Dick Stacey did live commercials for his businesses throughout the show. (YouTube.com)

“And when he was having a tire sale, someone was rolling a Uniroyal tire and he was stopping it at his feet at the right time while he was delivering his ad to the camera. It was definitely something to watch.”

“We were saying to our friends at school on Monday, like, ‘You have to see this. This is really weird. This is a really weird sight,'” Hanson said.

But, if Stacey’s show was a little crazy, it’s safe to say that the man himself was crazy as a fox.

“Well, what’s amazing is that a lot of people thought that, you know, Dick had this big country show on Saturday night and everyone was tuning in and making fun of everyone that was on it,” Mabee said. , “But Dick was a very shrewd businessman.”

Atlantic Canadians traveled to Bangor to see the show live. Mabee said the lounge was packed on the day of the show and the bar was busy.

Many of these people booked rooms at Stacey’s motel, and they probably got gas from her gas bar.

After the show

But, in 1983, Mabee said Stacey had had enough of the company. He quit performing, sold his businesses, and retired to West Palm Beach, Florida.

But, the Country Jamboree still lived on in people’s memories, and in 2006 Stacey realized there was an appetite for more.

He began selling “best of” DVDs and held reunion tours, with a focus on fans in Atlantic Canada.
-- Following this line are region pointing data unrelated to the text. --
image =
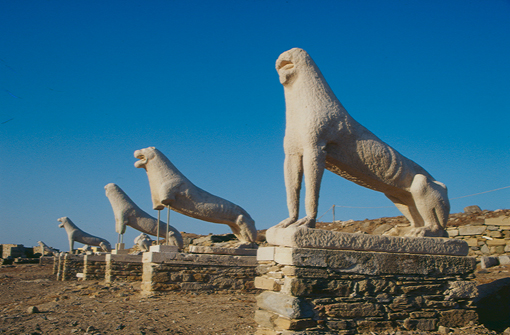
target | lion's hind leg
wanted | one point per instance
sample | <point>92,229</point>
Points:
<point>431,200</point>
<point>247,229</point>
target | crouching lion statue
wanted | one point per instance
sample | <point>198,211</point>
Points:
<point>320,134</point>
<point>143,241</point>
<point>169,187</point>
<point>127,213</point>
<point>76,234</point>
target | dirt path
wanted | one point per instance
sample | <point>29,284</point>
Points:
<point>73,307</point>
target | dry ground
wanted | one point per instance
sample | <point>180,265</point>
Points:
<point>73,307</point>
Mabee said Stacey’s death came as a shock.

“I had just spoken to him about, I would say, three or four weeks ago.”

Already inducted into the Maine Country Music Hall of Fame, Mabee said Stacey had a simple heritage.

“He basically allowed people to be on TV whether they deserved it or not, whether they could sing or not.

“He gave them that opportunity for a few – just a few free moments, just a few moments, that they could be their own star, that they could be on television.

“That’s what people wanted to do and he gave them that opportunity.”